La presse d’opposition tente le tout pour le tout. Elle dénonce cer­tains élé­ments de l’état de dan­ger proclamé par le par­lement comme des men­aces tyran­niques, faisant accroire que la lib­erté de la presse est men­acée (alors que la mesure prise par le pou­voir prévoit des sanc­tions con­tre les dif­fuseurs de fake news dan­gereuses, comme par les ani­ma­teurs de sites click-bait alias « putes à clic », inven­tant des nou­velles de toutes pièces pour faire le buzz), ou encore que la police pour­ra con­trôler tout le monde sans jus­ti­fi­ca­tion, preuve de la fin de l’État de droit. Or, cette dis­po­si­tion est prévue par la con­sti­tu­tion en cas d’état de danger…

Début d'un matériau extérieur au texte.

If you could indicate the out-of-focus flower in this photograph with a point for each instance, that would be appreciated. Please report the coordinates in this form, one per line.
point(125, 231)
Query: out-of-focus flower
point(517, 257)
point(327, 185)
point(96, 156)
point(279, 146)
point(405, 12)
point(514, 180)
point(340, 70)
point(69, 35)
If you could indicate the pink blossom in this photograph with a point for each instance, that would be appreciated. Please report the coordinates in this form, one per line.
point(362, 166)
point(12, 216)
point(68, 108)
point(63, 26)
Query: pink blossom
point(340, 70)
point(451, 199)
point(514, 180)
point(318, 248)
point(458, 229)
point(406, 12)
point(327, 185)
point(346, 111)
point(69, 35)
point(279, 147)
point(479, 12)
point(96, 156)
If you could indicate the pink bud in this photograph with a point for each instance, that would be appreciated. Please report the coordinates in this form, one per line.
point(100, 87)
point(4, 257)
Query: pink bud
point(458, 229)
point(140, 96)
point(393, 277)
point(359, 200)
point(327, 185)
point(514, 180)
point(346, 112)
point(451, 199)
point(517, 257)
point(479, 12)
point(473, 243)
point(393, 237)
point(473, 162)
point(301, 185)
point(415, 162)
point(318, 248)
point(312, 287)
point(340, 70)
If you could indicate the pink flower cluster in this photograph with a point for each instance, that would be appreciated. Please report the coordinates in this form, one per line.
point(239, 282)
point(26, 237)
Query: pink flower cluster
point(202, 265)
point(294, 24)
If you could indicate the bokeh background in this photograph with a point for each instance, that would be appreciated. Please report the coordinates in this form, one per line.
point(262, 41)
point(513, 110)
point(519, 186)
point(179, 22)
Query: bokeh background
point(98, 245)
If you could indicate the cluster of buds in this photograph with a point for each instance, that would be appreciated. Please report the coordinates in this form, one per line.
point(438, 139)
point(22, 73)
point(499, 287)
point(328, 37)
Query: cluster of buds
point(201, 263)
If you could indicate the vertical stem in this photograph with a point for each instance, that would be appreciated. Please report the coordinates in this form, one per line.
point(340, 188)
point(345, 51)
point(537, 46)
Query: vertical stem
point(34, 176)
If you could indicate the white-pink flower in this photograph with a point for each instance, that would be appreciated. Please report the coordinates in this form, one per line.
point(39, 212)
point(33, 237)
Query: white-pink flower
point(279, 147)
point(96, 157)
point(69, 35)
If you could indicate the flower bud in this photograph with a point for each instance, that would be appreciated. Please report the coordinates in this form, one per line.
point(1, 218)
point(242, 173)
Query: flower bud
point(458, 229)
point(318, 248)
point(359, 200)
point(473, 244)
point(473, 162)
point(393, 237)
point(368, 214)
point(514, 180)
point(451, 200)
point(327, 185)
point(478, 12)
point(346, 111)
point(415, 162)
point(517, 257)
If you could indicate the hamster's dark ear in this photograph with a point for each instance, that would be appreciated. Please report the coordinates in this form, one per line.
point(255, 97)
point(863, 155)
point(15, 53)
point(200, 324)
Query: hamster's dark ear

Si la presse d’opposition enjoignait le gou­verne­ment à enfin com­man­der des masques à la Chine – pour­tant hon­nie d’habitude – en urgence début mars, 168 óra, mag­a­zine de gauche libérale, iro­nise aujourd’hui sur le fait que « la Hon­grie va finir par être une super-puis­sance des masques », faisant référence au stock de près de 150 mil­lions de masques dont dis­pose désor­mais le gou­verne­ment. Les mesures économiques sont cri­tiquées, mais compte-tenu de la com­plex­ité du sujet et de la valeur intrin­sèque des prévi­sions péremp­toires sur des sujets aus­si hasardeux, cette stratégie ne sem­ble pas pren­dre non plus.

Coups d’épée dans l’eau

Tous ces coups d’épée dans l’eau face au rouleau com­presseur de la com­mu­ni­ca­tion du pou­voir en temps de crise – qui sem­ble à la mi-avril 2020 avoir plutôt les choses bien en main compte tenu des chiffres hon­grois – n’ont pas per­mis à l’opposition et à ses médias, mal­gré une occa­sion en or, d’ébrécher la pop­u­lar­ité de Vik­tor Orbán, qui chaque jour vis­ite un hôpi­tal et en poste la vidéo sur sa page Face­book. Depuis des années, l’opposition attaquait M. Orbán sur le fait de délaiss­er les hôpi­taux, le voilà main­tenant cham­pi­on des hôpi­taux, au grand dam de l’opposition, dev­enue de plus en plus inaudi­ble depuis début avril. Le mot de la fin revient au poli­to­logue András Sza­kács dans les colonnes d’Azon­nali : « En 2020, pour la pre­mière fois depuis 2015, une oppor­tu­nité s’est don­née à l’opposition pour faire au Fidesz ce qu’il lui avait fait : le blo­quer dans une nar­ra­tion médi­a­tique arti­fi­cielle créée par ses soins où elle, l’opposition, établi­rait les règles du jeu, et non plus l’inverse. Mais l’opportunité a été ratée et au lieu de pren­dre la main, l’opposition s’est retrou­vée à devoir de nou­veau réa­gir, en par­tie à cause d’elle-même, et en par­tie à cause des médias ».